The 100 year old institution is the largest department store in continental Europe so if you feel yourself dropping while you shop head to the Wintergarten on its seventh floor for a well-earned slice of cake while you enjoy breath-taking views across the city.
If something a little less traditional takes your fancy head for Flagshipstore on Oderbergerstrasse in Prenzlauer Berg to find a large variety of Berlin-based and international designers representing over 30 up and coming labels.
Eating and drinking
The list of restaurants and bars in Berlin is endless and so are the notorious nights in the city. Of course each neighbourhood has renowned cafes and bars to offer, some classics and some new.
Berlin's legendary night club Berghain
Along with Schmutziges Hobby or Betty F. you may want to check out the Pony Bar on Rosenthalerstrasse and dance the night away at Berghain - the most legendary club in Berlin, where the music never stops.
Enjoy lunch at Barcomi's deli or an Asian dinner at Transit on Rosenthaler Strasse or opt for Kuchi, a sushi restaurant popular with the celebrities.

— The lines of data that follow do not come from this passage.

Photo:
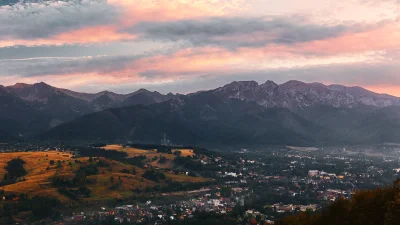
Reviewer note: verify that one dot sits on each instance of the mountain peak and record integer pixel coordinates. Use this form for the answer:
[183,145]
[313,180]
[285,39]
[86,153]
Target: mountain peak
[20,85]
[293,84]
[269,84]
[42,85]
[240,85]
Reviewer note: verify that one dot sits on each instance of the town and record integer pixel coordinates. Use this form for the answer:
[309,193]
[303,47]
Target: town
[254,186]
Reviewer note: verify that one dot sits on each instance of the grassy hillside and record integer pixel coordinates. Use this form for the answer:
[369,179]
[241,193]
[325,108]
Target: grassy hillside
[104,178]
[372,207]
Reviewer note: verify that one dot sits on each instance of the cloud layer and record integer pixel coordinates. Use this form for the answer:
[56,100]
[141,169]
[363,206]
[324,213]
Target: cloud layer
[187,45]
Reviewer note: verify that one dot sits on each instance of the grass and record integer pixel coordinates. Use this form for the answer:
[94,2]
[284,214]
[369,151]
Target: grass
[38,179]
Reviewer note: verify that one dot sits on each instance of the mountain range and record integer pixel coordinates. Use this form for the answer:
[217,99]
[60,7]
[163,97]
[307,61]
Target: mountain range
[239,113]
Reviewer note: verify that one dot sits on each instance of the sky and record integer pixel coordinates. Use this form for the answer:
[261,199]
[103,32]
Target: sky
[183,46]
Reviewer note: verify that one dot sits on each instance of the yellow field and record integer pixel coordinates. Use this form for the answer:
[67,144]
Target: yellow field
[185,152]
[38,179]
[150,154]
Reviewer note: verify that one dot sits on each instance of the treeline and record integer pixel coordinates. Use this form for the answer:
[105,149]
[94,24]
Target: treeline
[370,207]
[99,152]
[34,209]
[15,170]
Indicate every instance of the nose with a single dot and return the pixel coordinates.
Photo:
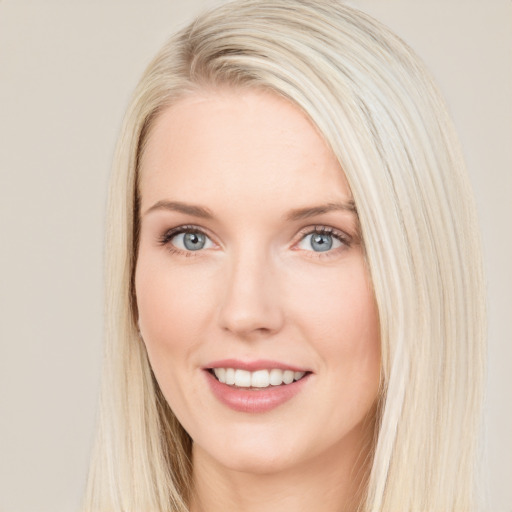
(251, 305)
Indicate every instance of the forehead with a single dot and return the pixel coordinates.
(219, 145)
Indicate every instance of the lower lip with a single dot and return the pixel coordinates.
(254, 400)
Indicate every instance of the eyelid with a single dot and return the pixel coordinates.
(324, 230)
(169, 234)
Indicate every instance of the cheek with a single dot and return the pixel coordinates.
(171, 307)
(340, 315)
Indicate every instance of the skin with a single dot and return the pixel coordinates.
(257, 290)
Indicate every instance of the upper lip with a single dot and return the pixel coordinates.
(251, 366)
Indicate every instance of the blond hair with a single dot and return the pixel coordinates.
(376, 106)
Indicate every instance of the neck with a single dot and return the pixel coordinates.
(329, 482)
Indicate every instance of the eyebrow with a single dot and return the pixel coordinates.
(293, 215)
(306, 213)
(177, 206)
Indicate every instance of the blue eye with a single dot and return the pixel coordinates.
(320, 241)
(191, 241)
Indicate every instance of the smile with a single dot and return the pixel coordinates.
(256, 379)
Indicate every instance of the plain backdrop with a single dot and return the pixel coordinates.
(67, 69)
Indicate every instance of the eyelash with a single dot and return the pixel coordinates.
(344, 238)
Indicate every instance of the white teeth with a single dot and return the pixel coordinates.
(230, 376)
(257, 379)
(242, 378)
(276, 377)
(260, 379)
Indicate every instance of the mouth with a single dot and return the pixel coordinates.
(256, 380)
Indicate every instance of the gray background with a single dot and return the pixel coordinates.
(67, 69)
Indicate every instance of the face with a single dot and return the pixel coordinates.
(254, 300)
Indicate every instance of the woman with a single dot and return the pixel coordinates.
(295, 292)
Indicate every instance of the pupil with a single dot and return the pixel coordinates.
(321, 242)
(193, 241)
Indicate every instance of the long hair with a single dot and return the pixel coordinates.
(377, 108)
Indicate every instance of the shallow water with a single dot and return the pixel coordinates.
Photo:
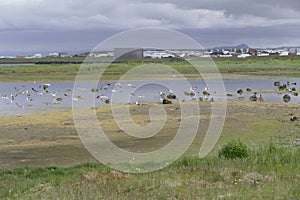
(27, 97)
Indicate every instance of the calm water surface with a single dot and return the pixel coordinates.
(28, 96)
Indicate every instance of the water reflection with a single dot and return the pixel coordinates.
(29, 95)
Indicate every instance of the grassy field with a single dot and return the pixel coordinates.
(274, 66)
(42, 156)
(49, 140)
(270, 172)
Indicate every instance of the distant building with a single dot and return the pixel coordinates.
(244, 55)
(20, 56)
(126, 54)
(284, 53)
(64, 55)
(53, 55)
(37, 55)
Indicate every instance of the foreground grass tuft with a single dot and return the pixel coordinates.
(234, 149)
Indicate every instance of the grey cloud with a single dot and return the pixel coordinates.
(77, 24)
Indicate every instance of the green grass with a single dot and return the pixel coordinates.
(273, 65)
(270, 172)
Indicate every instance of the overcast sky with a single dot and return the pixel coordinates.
(65, 25)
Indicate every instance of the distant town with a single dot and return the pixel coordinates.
(239, 51)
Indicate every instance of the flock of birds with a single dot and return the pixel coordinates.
(25, 95)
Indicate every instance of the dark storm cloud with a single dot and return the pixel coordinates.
(77, 24)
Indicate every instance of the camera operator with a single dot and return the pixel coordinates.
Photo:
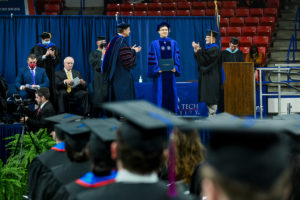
(36, 119)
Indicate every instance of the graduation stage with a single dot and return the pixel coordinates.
(188, 105)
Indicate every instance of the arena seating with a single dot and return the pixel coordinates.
(49, 7)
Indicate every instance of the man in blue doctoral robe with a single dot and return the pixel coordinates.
(164, 82)
(117, 63)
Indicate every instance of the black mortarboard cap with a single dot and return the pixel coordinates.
(100, 38)
(146, 125)
(212, 33)
(234, 40)
(45, 35)
(103, 132)
(123, 25)
(76, 134)
(162, 25)
(105, 129)
(60, 119)
(292, 124)
(63, 118)
(249, 152)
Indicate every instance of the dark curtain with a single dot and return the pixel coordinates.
(75, 36)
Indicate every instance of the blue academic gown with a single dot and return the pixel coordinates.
(117, 63)
(164, 84)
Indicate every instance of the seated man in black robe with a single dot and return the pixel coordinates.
(139, 150)
(67, 87)
(36, 119)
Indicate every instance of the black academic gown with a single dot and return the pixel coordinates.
(59, 176)
(118, 61)
(42, 164)
(209, 61)
(100, 88)
(237, 56)
(132, 191)
(88, 182)
(49, 63)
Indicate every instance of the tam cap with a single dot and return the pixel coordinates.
(45, 35)
(100, 38)
(162, 24)
(212, 33)
(123, 25)
(234, 40)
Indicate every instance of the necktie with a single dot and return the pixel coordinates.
(38, 112)
(69, 78)
(33, 77)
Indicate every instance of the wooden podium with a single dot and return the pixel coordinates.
(239, 93)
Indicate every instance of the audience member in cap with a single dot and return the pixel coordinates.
(48, 57)
(254, 56)
(164, 51)
(117, 63)
(76, 138)
(31, 78)
(245, 164)
(189, 153)
(209, 60)
(102, 166)
(232, 53)
(36, 119)
(99, 87)
(66, 88)
(51, 158)
(139, 150)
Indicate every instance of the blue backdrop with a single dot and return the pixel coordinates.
(75, 36)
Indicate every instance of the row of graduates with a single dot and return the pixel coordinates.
(246, 162)
(95, 153)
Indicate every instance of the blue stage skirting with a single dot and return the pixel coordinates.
(7, 130)
(188, 104)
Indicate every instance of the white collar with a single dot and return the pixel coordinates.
(43, 105)
(67, 71)
(130, 177)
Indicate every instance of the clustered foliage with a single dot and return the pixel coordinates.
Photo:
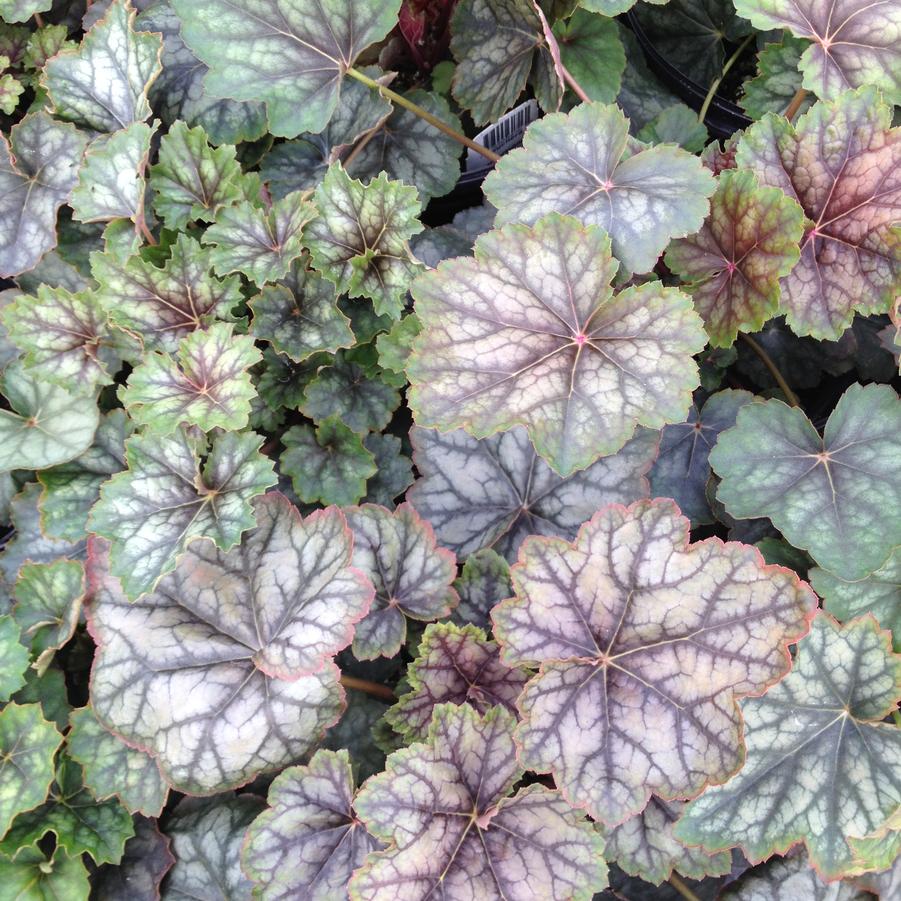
(352, 550)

Hoek on Wilmersdorferstrasse offers more traditional German dishes. On a Saturday mornings Rogacki, also on Wilmersdorferstrasse, is brilliant to fight a hang-over.
The best time to come
In Berlin you will never get bored. Be it fashion week, the movie festival Berlinale or the city marathon - something is always going on. Berlin is probably best to visit during the summer, when life is happening outside on the streets, in the cafe's along the sidewalk and in the parks.
But even with all the indoor sights and museums, Berlin can easily be enjoyed on a rainy or snowy day, too. The opportunities are endless and you will find it easy to run with crowd.
Just take in the diversity and creativity of a city that's constantly reinventing itself.